Пятерня Берю, опустившаяся на физиономию Песона, прерывает его жалкие потуги на остроумие. Щека парня на глазах вспухает, словно парус на ветру.
— Я же тебе говорил, неряха! Будь вежлив и благоразумен! — строго заявляет Берю. — По характеру работы нам приходится переодеваться, чтобы нас никто не заподозрил.

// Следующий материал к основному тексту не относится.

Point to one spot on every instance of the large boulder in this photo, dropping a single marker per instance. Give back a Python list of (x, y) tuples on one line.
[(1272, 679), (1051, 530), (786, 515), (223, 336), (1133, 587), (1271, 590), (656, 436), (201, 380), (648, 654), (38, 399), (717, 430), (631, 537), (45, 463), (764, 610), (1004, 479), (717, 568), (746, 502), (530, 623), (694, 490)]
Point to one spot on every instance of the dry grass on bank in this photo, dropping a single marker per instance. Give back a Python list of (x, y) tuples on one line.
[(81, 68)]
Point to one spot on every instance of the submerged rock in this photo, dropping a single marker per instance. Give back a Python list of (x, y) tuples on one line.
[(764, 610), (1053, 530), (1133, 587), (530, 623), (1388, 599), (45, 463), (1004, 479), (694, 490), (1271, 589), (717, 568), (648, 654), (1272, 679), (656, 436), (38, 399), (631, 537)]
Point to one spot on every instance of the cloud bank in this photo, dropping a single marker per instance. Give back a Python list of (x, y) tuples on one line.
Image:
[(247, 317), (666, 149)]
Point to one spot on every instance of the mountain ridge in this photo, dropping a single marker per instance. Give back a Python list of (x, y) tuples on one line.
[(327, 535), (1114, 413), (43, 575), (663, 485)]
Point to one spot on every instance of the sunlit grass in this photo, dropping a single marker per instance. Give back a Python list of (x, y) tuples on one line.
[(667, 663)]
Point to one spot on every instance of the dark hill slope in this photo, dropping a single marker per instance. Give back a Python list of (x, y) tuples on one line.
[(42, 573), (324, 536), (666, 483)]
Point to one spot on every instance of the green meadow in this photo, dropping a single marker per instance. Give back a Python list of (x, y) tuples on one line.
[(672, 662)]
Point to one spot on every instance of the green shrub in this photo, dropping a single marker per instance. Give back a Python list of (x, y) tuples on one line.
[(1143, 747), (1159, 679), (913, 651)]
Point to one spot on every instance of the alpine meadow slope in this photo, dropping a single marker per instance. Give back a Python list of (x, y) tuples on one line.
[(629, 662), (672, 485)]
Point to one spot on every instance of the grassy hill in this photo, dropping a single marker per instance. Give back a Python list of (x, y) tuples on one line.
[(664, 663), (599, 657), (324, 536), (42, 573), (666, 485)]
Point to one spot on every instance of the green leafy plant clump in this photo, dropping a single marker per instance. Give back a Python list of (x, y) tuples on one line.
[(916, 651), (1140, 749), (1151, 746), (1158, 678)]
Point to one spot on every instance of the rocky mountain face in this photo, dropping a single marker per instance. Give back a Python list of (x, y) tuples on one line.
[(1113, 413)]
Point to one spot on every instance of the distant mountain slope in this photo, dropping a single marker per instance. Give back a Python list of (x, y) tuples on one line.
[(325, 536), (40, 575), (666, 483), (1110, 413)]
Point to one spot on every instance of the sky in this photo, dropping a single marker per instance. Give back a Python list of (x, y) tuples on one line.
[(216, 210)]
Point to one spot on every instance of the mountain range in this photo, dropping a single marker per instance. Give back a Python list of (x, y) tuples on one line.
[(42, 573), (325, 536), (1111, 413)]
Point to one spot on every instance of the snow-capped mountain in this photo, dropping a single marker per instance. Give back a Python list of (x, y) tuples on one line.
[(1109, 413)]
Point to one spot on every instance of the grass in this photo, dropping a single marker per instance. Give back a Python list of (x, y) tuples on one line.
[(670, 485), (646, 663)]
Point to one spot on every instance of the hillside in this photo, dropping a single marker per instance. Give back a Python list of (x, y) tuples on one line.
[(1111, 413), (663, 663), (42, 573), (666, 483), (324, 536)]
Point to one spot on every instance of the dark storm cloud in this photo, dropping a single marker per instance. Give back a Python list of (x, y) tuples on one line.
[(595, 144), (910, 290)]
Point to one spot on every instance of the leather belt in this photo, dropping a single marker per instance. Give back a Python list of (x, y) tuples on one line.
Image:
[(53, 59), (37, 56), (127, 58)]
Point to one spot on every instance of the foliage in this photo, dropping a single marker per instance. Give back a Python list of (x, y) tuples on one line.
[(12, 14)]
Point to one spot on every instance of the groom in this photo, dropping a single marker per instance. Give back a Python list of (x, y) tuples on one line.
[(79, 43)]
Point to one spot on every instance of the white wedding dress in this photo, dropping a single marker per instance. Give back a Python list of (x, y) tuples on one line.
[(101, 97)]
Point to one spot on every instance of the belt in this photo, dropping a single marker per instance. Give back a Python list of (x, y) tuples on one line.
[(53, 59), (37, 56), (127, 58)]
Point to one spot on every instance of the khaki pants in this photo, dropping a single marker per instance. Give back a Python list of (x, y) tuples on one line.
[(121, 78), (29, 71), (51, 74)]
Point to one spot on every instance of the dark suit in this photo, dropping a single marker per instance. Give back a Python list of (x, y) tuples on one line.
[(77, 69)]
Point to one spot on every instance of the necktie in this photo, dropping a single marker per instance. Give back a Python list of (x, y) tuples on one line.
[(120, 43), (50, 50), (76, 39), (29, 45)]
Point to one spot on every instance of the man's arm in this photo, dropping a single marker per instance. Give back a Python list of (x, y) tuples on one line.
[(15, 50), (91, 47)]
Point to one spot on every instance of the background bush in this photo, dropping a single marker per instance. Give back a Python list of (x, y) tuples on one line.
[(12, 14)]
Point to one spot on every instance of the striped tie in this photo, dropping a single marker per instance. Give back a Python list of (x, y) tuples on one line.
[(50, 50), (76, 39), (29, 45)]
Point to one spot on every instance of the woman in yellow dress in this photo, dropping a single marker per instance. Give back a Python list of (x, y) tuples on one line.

Песон не возражает. Со слезами на глазах он растирает щеку.
Я продолжаю:
— Вчера вечером, когда вы ложились спать, кто-нибудь сюда заходил?
— Нет.
— Вы что-нибудь пили?
— Скотч. Это фантазия Вавы. Пила она мало, но перед сном — обязательно.
— Из этой бутылки? — я указываю на столик у кровати.
— Да.
Я поднимаю бутылку и нюхаю. Затем выливаю капельку на ладонь и осторожно ее слизываю. — Ну, как? — нервничает Берю.
— Жалко, что нет Матье. Но все равно, какой-то посторонний привкус есть. Спрячь бутылку, анализ произведем потом.
Маленький лысячок больше не улыбается. Он в отчаянии хватается за голову.
— Что скажет ее муж, когда узнает обо всем этом?! — вздыхает он. Он думает уже о будущем.
— Ага! Ты разве не знаешь, что он умер? — спрашиваю я без обиняков, стараясь прочитать реакцию на его лице.
Его брови ползут вверх, глаза округляются.
— Умер?
Он как будто не понимает, не может осознать мое сообщение.
— Умер.
— Что делать, такова жизнь! — подтверждает философ Берюрье.